Wieder einmal hat die Vergangenheit die PDS eingeholt: Erneut erhärtet sich gegen einen Landtagsabgeordneten der Linksfraktion der Verdacht der Stasi-Mitarbeit. Dabei handelt es sich um den Leipziger PDS-Stadtchef Volker Külow. Das Außergewöhnliche an diesem Fall: Der 46-jährige Historiker, der im Herbst 2004 über die PDS-Landesliste in den Landtag eingerückt war, hatte bereits kurz darauf bestätigt, dass er Inoffizieller Mitarbeiter (IM) des Staatssicherheitsdienstes war.
Doch nach SZ-Informationen könnte Külow neu ausgewerteten Akten der Birthler-Behörde zufolge weit mehr als bisher eingestanden in Stasi-Machenschaften verwickelt gewesen sein.

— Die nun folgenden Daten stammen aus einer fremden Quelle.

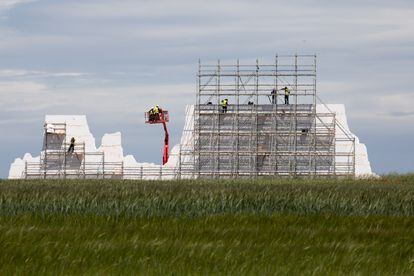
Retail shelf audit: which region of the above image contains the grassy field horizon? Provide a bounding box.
[0,175,414,275]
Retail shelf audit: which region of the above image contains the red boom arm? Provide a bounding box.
[162,121,169,165]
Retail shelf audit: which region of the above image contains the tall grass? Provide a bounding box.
[0,175,414,217]
[0,175,414,275]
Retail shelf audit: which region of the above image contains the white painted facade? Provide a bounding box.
[9,104,374,180]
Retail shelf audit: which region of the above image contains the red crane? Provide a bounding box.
[145,108,170,165]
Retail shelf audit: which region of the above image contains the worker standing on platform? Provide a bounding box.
[153,105,160,120]
[221,99,229,113]
[68,137,75,153]
[282,86,290,104]
[270,88,277,104]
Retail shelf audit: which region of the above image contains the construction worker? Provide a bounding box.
[153,105,160,120]
[221,99,229,113]
[270,88,277,104]
[68,137,75,153]
[282,86,290,104]
[148,108,154,122]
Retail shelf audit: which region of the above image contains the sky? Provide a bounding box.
[0,0,414,178]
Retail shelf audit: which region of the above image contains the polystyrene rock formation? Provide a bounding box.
[9,104,374,179]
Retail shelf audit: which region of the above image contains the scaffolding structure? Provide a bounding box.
[180,55,355,178]
[23,123,178,180]
[24,55,355,180]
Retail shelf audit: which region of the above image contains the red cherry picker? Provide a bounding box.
[145,106,169,165]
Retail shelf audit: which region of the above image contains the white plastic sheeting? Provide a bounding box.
[9,104,374,179]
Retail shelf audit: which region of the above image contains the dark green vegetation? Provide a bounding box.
[0,175,414,275]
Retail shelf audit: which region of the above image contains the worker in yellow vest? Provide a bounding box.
[282,86,290,104]
[221,99,229,113]
[153,105,160,120]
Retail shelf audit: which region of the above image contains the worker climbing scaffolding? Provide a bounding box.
[145,105,169,165]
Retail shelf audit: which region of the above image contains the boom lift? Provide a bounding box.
[145,108,169,165]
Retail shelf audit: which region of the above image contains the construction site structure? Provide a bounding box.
[9,55,362,179]
[180,55,355,178]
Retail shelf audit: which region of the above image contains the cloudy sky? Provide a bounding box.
[0,0,414,177]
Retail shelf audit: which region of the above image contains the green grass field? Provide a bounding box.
[0,175,414,275]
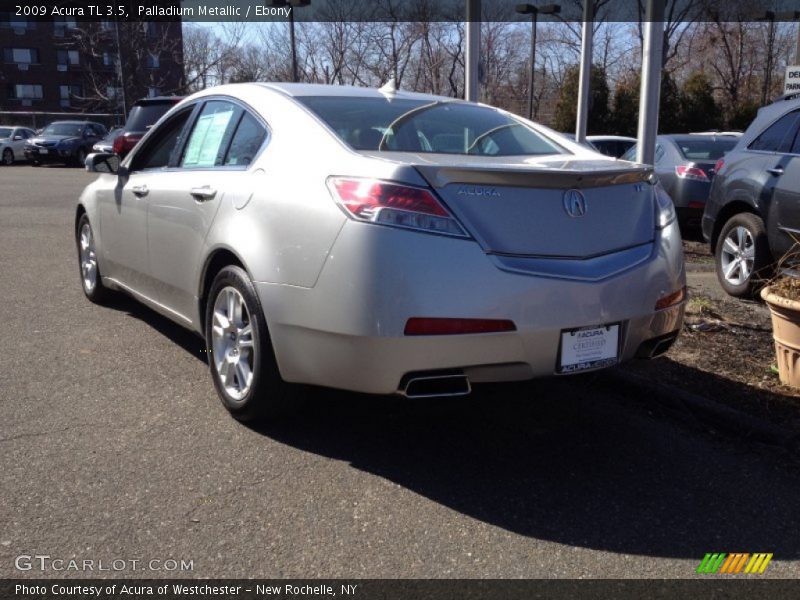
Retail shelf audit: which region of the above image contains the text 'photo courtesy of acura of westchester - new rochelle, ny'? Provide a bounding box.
[75,83,686,420]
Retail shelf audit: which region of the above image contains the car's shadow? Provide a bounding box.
[109,292,800,560]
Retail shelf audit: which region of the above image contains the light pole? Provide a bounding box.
[516,4,561,120]
[268,0,311,83]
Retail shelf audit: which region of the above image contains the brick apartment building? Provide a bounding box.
[0,12,184,126]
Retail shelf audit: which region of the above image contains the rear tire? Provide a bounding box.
[205,266,296,422]
[75,148,86,167]
[714,213,773,298]
[75,213,111,304]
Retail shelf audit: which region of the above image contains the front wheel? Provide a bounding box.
[714,213,772,298]
[75,214,111,304]
[205,266,293,422]
[75,148,86,167]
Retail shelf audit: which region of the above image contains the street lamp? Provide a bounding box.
[267,0,311,83]
[516,4,561,119]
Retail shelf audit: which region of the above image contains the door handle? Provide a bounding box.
[189,185,217,201]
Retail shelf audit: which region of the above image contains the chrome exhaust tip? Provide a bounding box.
[398,372,472,398]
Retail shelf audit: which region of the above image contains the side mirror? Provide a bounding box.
[85,152,120,173]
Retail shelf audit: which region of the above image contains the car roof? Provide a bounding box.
[133,96,184,106]
[260,82,464,102]
[586,135,638,142]
[45,121,105,127]
[658,133,736,142]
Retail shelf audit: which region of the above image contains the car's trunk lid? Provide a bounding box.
[415,157,655,258]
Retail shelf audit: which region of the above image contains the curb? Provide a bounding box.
[608,369,800,453]
[684,262,716,273]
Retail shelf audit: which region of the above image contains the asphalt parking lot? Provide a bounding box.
[0,166,800,578]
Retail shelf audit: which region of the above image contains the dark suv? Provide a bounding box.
[25,121,108,167]
[113,96,183,158]
[702,95,800,297]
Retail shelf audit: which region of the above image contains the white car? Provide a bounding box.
[75,83,686,420]
[0,125,36,165]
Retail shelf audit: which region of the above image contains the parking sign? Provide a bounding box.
[783,65,800,94]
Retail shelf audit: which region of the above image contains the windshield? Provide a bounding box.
[675,139,738,160]
[125,102,175,131]
[42,123,83,136]
[297,96,566,156]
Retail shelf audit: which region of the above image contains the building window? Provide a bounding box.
[58,50,81,67]
[3,48,39,65]
[53,17,78,37]
[8,84,43,100]
[142,21,158,37]
[0,12,36,34]
[58,85,83,108]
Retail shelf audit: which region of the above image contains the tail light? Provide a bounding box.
[404,317,517,335]
[328,177,467,237]
[675,165,710,181]
[656,286,686,310]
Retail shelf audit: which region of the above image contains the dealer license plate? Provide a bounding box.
[558,323,619,373]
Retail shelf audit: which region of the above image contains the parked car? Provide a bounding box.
[25,121,108,166]
[92,127,125,152]
[75,83,686,420]
[622,134,736,227]
[586,135,636,158]
[0,125,35,165]
[703,96,800,297]
[113,96,183,158]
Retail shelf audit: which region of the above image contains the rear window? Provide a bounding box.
[125,103,175,131]
[675,139,737,160]
[298,96,566,156]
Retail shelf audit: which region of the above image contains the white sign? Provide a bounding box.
[783,65,800,94]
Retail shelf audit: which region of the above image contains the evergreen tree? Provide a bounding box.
[681,71,722,132]
[553,65,611,135]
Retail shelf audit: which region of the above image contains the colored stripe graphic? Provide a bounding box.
[697,552,773,575]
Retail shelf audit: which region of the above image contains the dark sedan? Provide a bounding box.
[25,121,108,167]
[622,133,738,226]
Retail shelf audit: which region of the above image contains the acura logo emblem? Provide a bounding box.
[564,190,586,217]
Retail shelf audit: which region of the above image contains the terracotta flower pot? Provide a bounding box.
[761,287,800,387]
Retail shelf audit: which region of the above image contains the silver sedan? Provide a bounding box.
[75,83,685,420]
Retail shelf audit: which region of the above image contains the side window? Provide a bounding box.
[655,144,664,163]
[749,111,800,152]
[224,112,267,166]
[131,106,194,171]
[180,100,241,169]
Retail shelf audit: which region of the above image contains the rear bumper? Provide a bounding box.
[256,222,685,393]
[25,148,76,163]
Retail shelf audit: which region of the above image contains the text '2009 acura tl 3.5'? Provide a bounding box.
[75,83,686,420]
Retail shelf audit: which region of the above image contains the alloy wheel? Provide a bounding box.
[720,225,756,285]
[211,286,256,401]
[79,223,97,294]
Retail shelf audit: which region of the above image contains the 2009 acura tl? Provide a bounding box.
[75,83,685,419]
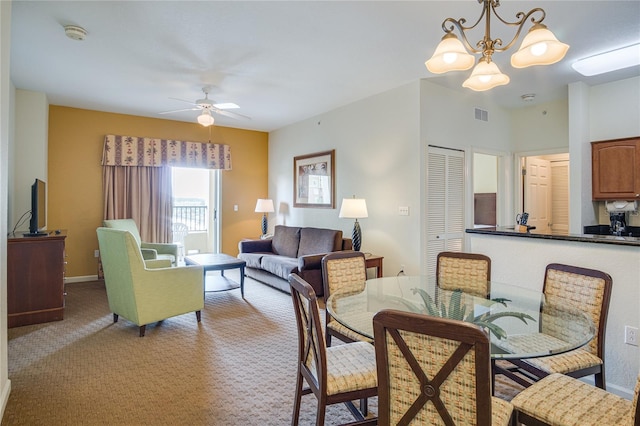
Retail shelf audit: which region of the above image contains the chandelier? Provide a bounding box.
[425,0,569,91]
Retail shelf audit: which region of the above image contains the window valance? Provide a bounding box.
[102,135,231,170]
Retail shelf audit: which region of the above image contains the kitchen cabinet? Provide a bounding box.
[7,232,66,328]
[591,137,640,200]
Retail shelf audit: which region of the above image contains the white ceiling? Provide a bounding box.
[11,0,640,131]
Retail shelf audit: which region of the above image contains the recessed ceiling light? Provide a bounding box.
[571,43,640,77]
[64,25,87,41]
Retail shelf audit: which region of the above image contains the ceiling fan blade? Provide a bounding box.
[169,98,198,105]
[158,108,200,114]
[212,108,251,120]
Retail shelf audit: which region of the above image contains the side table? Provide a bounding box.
[364,253,384,278]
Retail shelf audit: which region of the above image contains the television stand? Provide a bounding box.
[22,232,49,237]
[6,230,67,328]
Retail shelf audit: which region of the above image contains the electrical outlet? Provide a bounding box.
[396,264,407,277]
[624,325,638,346]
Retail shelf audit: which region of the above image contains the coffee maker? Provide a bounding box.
[609,212,629,236]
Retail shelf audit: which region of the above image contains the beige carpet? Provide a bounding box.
[2,273,518,425]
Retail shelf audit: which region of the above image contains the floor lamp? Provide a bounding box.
[256,198,274,238]
[338,197,369,251]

Der Bewertungsausschuss des Sächsischen Landtags, der mögliche Stasi-Verwicklungen von Abgeordneten überprüft, hat sich daher gestern umfassend mit dem Fall Külow befasst. Erst vor kurzem ist der Runde aus zwölf Abgeordneten aller Fraktionen umfangreiches Aktenmaterial zugegangen, das eine Neubewertung der Spitzel-Tätigkeit Külows erforderlich machen könnte. Im schlimmsten Falle könnte dem in einem langwierigen Landtagsverfahren per Abgeordnetenanklage das Mandat entzogen werden.
IM-Tätigkeit eingestanden
Im Fall Külow steht der Ausschuss aber derzeit nach SZ-Informationen erst ganz am Anfang. Zunächst müsse das Material gesichtet werden, hieß es. Teilnehmer der Runde, die zur absoluten Verschwiegenheit verpflichtet ist, zeigten sich jedoch bestürzt über den Umfang des neuen Aktenmaterials.
In Kürze solle Külow Gelegenheit erhalten, vor dem Ausschuss zum Verdacht einer möglichen Stasi-Verwicklung Stellung zu nehmen, hieß es.
Külow selbst kann sich derzeit nicht vorstellen, worum es bei den neuen Unterlagen gehen könnte. Er kenne sie nicht. „Aber ich habe nie einen Hehl daraus gemacht, dass ich Inoffizieller Mitarbeiter des Ministeriums für Staatssicherheit war“, bekräftigte er gestern auf Anfrage der SZ. Er habe von 1988 bis 1989 für die Hauptverwaltung Aufklärung (HVA), die Auslandsspionage der DDR, gearbeitet. „Ehrenamtlich“, wie Külow selbst seine Tätigkeit umschreibt. Dabei habe er als sogenannter Reisekader im Ausland mehrfach Kontakt mit „Bürgern der BRD“ gehabt und darüber auch Berichte verfasst. „Perspektivisch war angedacht, dass ich dort auch Mitarbeiter anwerbe“, sagte Külow.
Der gebürtige Leipziger war 1980 in die SED eingetreten. Von 1982 bis 1986 absolvierte er zunächst eine Ausbildung zum Diplomlehrer „Marxismus-Leninismus/Geschichte der Arbeiterbewegung“ an der Leipzig Universität und promovierte. Seit Juni 2004 sitzt Külow für die PDS im Leipziger Stadtrat.